Comment 9 for bug 397745

Revision history for this message
rew (r-e-wolff) wrote : Re: [Bug 397745] Re: fsck takes ages with one large partition

On Mon, May 02, 2011 at 02:01:54PM -0000, Phillip Susi wrote:
> > Just the fact that /I/ happen to have 67 million files makes this bug
> > invalid in your eyes?

> No, it is the fact that this is a highly unusual configuration that
> Ted Tso seems to think is an abusive and unsupported use of the fs,
> and therefore, Ubuntu should not be trying to optimize its defaults
> for.

My configuration is maybe a bit extreme. I'm happy to have provided a
patch to e2fsck to have improved fsck performance from about 3 months
to "only a day". Ted however hasn't moved to integrate my patch.

> > My last "fight" with fsck resulted in an fsck time of something like
> > three months.
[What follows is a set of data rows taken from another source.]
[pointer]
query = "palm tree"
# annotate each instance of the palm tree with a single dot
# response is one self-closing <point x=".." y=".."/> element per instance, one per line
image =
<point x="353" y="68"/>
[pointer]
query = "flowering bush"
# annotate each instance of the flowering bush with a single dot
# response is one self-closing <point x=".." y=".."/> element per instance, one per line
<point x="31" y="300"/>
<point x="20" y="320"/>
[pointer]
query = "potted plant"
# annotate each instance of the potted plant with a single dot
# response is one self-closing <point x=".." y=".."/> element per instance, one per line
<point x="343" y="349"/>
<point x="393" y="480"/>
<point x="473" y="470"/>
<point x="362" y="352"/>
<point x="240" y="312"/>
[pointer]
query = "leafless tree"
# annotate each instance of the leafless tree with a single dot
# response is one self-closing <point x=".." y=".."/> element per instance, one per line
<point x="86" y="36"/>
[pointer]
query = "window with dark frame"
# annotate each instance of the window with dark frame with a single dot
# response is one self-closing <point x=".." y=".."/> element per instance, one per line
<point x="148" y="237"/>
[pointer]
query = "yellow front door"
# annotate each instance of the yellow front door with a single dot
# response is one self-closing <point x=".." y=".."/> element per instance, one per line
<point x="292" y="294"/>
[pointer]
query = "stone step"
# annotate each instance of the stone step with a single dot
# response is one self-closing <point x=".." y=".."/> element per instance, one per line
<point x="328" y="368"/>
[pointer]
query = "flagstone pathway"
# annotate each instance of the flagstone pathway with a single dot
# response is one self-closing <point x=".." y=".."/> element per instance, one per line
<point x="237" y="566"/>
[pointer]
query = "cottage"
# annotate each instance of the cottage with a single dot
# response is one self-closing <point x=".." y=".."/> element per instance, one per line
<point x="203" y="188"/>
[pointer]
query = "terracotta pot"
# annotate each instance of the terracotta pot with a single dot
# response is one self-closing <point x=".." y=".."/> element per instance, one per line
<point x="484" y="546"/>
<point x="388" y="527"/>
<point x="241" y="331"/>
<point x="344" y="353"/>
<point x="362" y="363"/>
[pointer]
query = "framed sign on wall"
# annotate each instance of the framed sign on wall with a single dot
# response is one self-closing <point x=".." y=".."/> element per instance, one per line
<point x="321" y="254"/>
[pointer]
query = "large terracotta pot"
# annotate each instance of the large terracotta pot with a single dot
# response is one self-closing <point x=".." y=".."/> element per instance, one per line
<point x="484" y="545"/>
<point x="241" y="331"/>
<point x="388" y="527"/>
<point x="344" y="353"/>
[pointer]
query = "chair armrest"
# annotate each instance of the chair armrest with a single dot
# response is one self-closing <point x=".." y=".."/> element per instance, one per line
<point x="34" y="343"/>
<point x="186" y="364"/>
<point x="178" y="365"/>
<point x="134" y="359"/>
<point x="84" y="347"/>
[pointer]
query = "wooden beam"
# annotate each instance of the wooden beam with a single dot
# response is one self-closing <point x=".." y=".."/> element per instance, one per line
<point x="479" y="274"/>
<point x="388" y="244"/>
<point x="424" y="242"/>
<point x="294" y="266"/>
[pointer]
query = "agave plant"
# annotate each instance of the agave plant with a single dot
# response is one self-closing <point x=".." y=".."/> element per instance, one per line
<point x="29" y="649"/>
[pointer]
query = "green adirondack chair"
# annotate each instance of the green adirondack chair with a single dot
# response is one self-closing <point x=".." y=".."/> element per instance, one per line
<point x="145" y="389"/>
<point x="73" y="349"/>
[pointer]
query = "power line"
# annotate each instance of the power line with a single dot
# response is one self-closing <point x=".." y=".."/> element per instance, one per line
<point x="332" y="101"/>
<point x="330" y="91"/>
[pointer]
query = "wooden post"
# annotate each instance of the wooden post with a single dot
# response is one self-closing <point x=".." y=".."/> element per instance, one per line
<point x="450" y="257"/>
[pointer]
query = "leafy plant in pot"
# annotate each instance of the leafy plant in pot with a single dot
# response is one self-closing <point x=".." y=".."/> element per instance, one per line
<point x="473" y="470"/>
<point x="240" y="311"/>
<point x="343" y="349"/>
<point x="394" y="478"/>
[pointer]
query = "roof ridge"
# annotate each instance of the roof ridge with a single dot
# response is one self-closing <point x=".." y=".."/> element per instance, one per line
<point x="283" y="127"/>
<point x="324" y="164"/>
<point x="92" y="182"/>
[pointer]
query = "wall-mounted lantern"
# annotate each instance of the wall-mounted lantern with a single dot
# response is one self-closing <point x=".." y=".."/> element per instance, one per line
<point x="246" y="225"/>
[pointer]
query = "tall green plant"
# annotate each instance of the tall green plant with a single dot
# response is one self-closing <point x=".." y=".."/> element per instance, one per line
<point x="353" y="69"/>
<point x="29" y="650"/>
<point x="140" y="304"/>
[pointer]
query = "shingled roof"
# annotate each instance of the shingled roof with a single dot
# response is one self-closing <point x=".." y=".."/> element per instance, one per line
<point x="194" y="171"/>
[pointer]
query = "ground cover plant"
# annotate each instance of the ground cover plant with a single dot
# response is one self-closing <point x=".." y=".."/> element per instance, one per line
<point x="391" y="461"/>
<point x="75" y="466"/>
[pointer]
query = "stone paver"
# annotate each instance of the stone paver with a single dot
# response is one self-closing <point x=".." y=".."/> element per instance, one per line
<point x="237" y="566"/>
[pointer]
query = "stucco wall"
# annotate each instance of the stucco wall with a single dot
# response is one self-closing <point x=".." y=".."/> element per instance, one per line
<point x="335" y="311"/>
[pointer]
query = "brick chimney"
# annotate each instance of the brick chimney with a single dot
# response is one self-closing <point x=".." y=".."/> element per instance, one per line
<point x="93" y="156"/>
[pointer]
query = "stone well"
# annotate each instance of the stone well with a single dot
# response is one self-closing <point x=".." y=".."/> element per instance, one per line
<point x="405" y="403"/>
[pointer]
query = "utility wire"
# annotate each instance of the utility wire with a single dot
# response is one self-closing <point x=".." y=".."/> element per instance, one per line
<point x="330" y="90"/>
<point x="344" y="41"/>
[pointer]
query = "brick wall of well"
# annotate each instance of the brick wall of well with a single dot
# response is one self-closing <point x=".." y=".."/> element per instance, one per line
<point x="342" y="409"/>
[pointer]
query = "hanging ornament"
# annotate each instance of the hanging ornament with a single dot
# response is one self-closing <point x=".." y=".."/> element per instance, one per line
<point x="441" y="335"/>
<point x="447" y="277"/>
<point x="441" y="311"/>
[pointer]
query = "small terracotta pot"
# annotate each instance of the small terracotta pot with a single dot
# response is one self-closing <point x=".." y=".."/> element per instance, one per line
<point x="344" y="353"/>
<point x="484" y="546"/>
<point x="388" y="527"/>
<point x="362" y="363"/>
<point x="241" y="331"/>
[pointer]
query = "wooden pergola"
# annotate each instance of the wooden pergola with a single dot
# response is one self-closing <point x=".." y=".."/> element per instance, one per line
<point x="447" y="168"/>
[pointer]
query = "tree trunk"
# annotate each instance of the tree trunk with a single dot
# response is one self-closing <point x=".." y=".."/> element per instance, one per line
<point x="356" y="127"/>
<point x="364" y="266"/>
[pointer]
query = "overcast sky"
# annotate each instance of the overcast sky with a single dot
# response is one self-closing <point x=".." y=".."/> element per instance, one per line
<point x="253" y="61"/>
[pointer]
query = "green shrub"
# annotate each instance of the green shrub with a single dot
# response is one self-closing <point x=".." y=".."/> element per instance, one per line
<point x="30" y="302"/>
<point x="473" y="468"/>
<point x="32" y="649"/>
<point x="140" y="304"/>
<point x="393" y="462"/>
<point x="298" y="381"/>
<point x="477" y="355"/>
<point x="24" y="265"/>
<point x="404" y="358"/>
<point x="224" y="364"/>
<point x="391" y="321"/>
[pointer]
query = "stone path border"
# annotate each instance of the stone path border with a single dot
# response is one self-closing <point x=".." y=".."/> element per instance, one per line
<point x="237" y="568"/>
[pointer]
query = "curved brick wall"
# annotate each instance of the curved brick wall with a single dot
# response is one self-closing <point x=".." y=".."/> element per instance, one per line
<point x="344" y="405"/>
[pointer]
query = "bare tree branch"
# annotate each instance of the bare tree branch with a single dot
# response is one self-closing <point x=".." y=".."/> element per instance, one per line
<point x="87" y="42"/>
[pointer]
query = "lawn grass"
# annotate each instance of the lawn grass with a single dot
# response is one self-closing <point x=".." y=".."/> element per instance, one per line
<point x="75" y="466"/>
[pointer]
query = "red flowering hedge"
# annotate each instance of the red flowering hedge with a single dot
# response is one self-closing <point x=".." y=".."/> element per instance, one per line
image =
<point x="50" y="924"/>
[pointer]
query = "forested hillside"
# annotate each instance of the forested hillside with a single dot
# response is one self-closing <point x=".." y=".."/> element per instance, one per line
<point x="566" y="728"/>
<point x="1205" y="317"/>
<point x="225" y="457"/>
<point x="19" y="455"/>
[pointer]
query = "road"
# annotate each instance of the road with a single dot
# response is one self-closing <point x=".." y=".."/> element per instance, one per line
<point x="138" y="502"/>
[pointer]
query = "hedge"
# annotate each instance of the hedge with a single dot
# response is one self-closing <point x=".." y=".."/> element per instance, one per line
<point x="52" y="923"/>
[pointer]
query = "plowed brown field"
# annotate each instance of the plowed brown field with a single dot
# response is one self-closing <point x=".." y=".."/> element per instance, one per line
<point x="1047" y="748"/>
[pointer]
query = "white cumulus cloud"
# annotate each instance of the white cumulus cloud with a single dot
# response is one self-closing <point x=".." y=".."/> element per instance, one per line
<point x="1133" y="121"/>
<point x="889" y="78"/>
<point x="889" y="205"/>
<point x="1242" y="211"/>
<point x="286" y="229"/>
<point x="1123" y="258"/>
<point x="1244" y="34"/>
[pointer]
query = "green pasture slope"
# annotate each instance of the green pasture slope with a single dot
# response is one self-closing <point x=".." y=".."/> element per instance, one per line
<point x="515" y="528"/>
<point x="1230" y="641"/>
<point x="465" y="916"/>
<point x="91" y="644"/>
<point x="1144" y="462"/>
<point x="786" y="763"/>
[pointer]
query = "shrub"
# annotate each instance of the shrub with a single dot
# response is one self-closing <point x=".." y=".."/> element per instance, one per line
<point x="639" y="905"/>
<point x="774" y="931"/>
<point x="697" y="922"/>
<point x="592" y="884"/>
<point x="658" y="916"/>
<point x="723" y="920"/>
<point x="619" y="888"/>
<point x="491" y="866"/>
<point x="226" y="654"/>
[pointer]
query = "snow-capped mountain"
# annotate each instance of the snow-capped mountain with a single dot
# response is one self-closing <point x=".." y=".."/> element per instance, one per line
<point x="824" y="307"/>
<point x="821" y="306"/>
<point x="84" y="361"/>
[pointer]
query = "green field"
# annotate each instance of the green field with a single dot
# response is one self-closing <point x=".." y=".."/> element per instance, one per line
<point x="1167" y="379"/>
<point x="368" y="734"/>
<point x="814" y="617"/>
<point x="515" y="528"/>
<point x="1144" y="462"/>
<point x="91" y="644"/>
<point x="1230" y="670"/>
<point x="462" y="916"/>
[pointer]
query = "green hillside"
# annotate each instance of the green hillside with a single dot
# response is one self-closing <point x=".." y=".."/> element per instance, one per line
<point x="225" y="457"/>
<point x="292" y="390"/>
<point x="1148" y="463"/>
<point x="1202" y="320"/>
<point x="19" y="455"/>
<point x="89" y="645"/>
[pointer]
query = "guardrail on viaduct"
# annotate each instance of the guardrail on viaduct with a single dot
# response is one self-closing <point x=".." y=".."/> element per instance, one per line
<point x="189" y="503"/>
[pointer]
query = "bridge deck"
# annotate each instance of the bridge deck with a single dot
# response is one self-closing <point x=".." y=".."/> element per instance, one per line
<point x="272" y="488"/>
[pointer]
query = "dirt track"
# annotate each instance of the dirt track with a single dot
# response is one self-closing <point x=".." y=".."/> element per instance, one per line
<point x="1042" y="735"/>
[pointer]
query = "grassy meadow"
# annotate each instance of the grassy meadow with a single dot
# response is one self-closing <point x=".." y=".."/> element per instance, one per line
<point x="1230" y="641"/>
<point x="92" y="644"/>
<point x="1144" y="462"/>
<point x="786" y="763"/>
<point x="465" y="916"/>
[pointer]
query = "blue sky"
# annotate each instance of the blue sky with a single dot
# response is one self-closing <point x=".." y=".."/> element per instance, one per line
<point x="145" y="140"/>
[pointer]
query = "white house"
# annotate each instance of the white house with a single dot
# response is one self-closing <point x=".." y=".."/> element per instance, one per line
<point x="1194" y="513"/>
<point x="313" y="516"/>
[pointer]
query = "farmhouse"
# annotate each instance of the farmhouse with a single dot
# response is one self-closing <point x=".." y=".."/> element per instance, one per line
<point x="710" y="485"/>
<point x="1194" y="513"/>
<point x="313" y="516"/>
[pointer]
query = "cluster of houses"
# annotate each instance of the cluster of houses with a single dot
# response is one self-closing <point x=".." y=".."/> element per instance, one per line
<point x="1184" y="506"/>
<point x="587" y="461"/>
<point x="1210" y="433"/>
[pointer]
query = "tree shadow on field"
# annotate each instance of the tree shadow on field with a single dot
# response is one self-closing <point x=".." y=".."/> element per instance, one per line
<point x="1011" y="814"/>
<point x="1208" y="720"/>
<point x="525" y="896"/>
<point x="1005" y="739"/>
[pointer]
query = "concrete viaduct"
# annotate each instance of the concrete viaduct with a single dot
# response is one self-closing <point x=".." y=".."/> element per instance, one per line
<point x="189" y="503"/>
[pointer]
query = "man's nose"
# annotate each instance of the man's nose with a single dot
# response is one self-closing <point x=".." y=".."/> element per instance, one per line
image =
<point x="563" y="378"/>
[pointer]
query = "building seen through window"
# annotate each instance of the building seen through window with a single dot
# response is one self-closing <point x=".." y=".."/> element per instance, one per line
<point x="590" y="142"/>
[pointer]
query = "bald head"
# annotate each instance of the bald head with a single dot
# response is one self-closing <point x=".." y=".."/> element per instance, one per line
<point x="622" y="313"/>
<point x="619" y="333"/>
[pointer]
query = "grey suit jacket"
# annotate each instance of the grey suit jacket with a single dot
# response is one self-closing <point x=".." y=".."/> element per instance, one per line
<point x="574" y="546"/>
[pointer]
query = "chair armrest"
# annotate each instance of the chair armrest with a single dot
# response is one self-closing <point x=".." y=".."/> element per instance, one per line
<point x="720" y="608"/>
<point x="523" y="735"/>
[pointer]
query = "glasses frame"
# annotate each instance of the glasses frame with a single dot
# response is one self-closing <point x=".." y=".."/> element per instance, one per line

Provided your assumption of linear fsck time with file
> > system parameters is valid, this would mean that 100x less files would
> > result in an fsck time of 1 day. Unacceptable to many people. OR 1000
> > times less files may take 2.4 hours. How do you explain your "not much"
> > answer to your boss after he askes: "what did you do this morning?". "I
> > turned on my workstation this morning and it decided to fsck the root
> > partition, and the fsck took 2.4 hours. So this morning I mostly waited
> > for my machine to boot... "

> If it scaled linearly then I would expect 67 million inodes to take
> about 1.5 hours given that checking an fs with 300k takes half a
> minute. Perhaps this bug should be reassigned to e2fsprogs and
> refactored to focus just on the pathological slow down of fsck with
> extreme numbers of inodes with many hard links.

I HAVE found the problem in fsck. And Fixed it. And provided the
patch.

Still it pays to think about the future. What if 1% of the ubuntu
users happen to use backuppc and end up with lots of files and hard
links like me? Bad luck to them!

> You could also just disable the periodic fsck.

You think it doesn't serve any purpose? Why not disable it for
everybody?

> > Over the years people will have more and more files. This will continue
> > to grow. I mentioned the fact that I was "beyond reasonable" back in
> > 1987 with only 2200 files.

> Maybe in another 10-20 years your average person might get that
> many, but by then I'm sure we'll be using a different fs entirely.
> At present this isn't anywhere close to being an issue.

And F.. bad lUCK to those who upgrade their ext3-4-5 filesystem over
the years and keep their data. And those that happen to install Ubuntu
as a backup-server using backuppc can go f... themselves.

> > I adapt the boot stuff of my fileservers so that they will boot first,
> > (i.e. start all services that depend on just the root) and then they
> > start fscking the data partitions. When done they will mount them and
> > restart services that depend on them (nfs).
> >
> > This allows me to monitor their progress remotely. Stuff like that. But
> > also I can already use the services that they provide that are not
> > dependent on the large partition with most of the files.
> >
> > If we have just one partition this is no longer possible: ALL services
> > depend on "fsck of /" .
>
> That is the kind of thing that requires manual planning; it can not be
> set up like that by default.

Right. But having the system set up by default in a sensible way means
it is possible to realize that this is necceary and adapt a system to
this setup instead of requiring a full reinstall.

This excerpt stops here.